Anggota Tim Juru Bicara KPK Budi Prasetyo. Aktual/DOK KPK

Jakarta, aktual.com –Komisi Pemberantasan Korupsi (KPK) memeriksa Direktur Utama PT Pasifik Cipta Solusi, Elvizar, yang telah ditetapkan sebagai tersangka dalam kasus dugaan korupsi pengadaan mesin Electronic Data Capture (EDC) di Bank Rakyat Indonesia (BRI).

Juru Bicara KPK, Budi Prasetyo, menyebut pemeriksaan dilakukan di Gedung Merah Putih, Jakarta, Rabu (27/8/2025). Selain Elvizar, penyidik juga memanggil dua saksi lain, yakni karyawan swasta Budy Setyawan dan Direktur BRI Life, Aris Hartanto.

“Dirut PT Pasifik Cipta Solusi Elvizar, Karyawan Swasta Budy Setyawan, dan Direktur BRI Life Aris Hartanto,” kata Budi dalam keterangan tertulis. Meski demikian, Budi belum memastikan kehadiran Elvizar dalam pemeriksaan hari ini.

Sebelumnya, KPK menetapkan lima tersangka dalam kasus ini. Selain Elvizar, turut ditetapkan Wakil Direktur Utama BRI Catur Budi Harto, Direktur Digital Teknologi Informasi dan Operasi BRI Indra Utoyo, SEVP Manajemen Aktiva dan Pengadaan BRI Dedi Sunardi, serta Direktur Utama PT Bringin Inti Teknologi (BRI IT) Rudy Suprayudi Kartadidjaja.

Plt Deputi Penindakan KPK, Asep Guntur Rahayu, menjelaskan modus korupsi dijalankan melalui dua skema, yakni pembelian dan penyewaan mesin EDC sejak 2019 hingga 2024. Total pengadaan mencapai 346.838 unit dengan nilai Rp942,7 miliar, sementara skema sewa 200.067 unit bernilai Rp634,2 miliar.

“Ini yang tidak boleh, ketemu dengan calon penyedia barang, saudara EL, kemudian sudah ditunjuk, disepakati yang nanti akan melaksanakan atau menjadi penyedianya,” ujar Asep.

Asep membeberkan, proses pengujian kelayakan produk EDC juga penuh rekayasa.

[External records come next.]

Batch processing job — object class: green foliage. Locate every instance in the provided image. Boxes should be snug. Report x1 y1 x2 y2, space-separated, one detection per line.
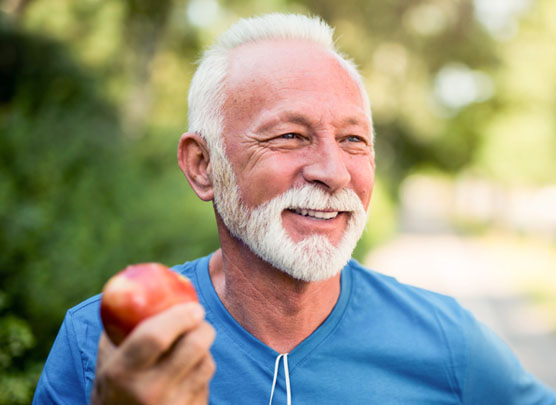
0 291 40 405
0 19 217 404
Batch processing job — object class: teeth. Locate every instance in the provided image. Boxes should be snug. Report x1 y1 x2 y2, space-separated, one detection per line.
295 208 338 219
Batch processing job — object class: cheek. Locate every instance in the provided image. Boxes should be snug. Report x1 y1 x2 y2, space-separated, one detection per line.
351 161 375 209
238 155 302 207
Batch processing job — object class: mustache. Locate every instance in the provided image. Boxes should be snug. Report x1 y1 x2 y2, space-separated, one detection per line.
255 184 365 212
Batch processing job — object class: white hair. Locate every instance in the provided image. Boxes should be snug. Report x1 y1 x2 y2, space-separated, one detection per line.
188 13 371 160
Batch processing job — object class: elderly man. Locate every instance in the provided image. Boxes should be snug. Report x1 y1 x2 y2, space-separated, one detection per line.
35 14 556 404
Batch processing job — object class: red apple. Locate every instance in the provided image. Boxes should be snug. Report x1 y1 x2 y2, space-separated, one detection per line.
100 263 198 345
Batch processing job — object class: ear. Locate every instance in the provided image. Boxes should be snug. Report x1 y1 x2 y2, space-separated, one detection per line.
178 132 214 201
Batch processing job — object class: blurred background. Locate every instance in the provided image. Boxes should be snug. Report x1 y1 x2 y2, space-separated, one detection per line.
0 0 556 404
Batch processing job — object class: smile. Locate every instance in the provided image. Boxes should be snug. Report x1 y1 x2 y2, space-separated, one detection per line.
292 208 339 219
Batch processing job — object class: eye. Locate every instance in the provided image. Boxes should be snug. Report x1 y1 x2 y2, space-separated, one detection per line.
279 132 299 139
345 135 367 144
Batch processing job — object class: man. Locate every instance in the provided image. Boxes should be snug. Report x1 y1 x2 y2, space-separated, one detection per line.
34 14 556 404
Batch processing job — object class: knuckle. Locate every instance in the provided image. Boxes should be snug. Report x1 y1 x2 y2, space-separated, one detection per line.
188 333 208 353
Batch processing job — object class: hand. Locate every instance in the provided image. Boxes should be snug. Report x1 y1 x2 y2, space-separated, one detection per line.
91 303 215 405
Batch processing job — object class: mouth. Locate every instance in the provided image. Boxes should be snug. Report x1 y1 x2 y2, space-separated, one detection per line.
289 208 340 219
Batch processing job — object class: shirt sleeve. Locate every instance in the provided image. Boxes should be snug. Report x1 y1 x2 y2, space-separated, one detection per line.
463 316 556 405
33 312 89 405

Vendor lain tidak mendapat kesempatan ikut serta sehingga Elvizar bisa dipastikan sebagai pemenang.

Selain itu, KPK menemukan adanya aliran uang dan gratifikasi berupa barang mewah kepada pejabat BRI. Catur Budi Harto disebut menerima uang Rp525 juta, dua ekor kuda, dan sepeda merek Cannondale senilai Rp60 juta dari Elvizar. Sementara Rudy Suprayudi tercatat menerima Rp19,72 miliar sepanjang 2000–2004.

Kerugian negara akibat praktik rasuah ini ditaksir mencapai Rp744,54 miliar berdasarkan metode real cost.

“Kerugian keuangan negara yang dihitung sekurang-kurangnya sebesar Rp744.540.374.314,” tegas Asep.

Kasus dengan bobot anggaran Rp2,1 triliun ini kini memasuki tahap pemeriksaan intensif, dan KPK menegaskan akan terus mengembangkan penyidikan guna menjerat pihak lain yang terlibat.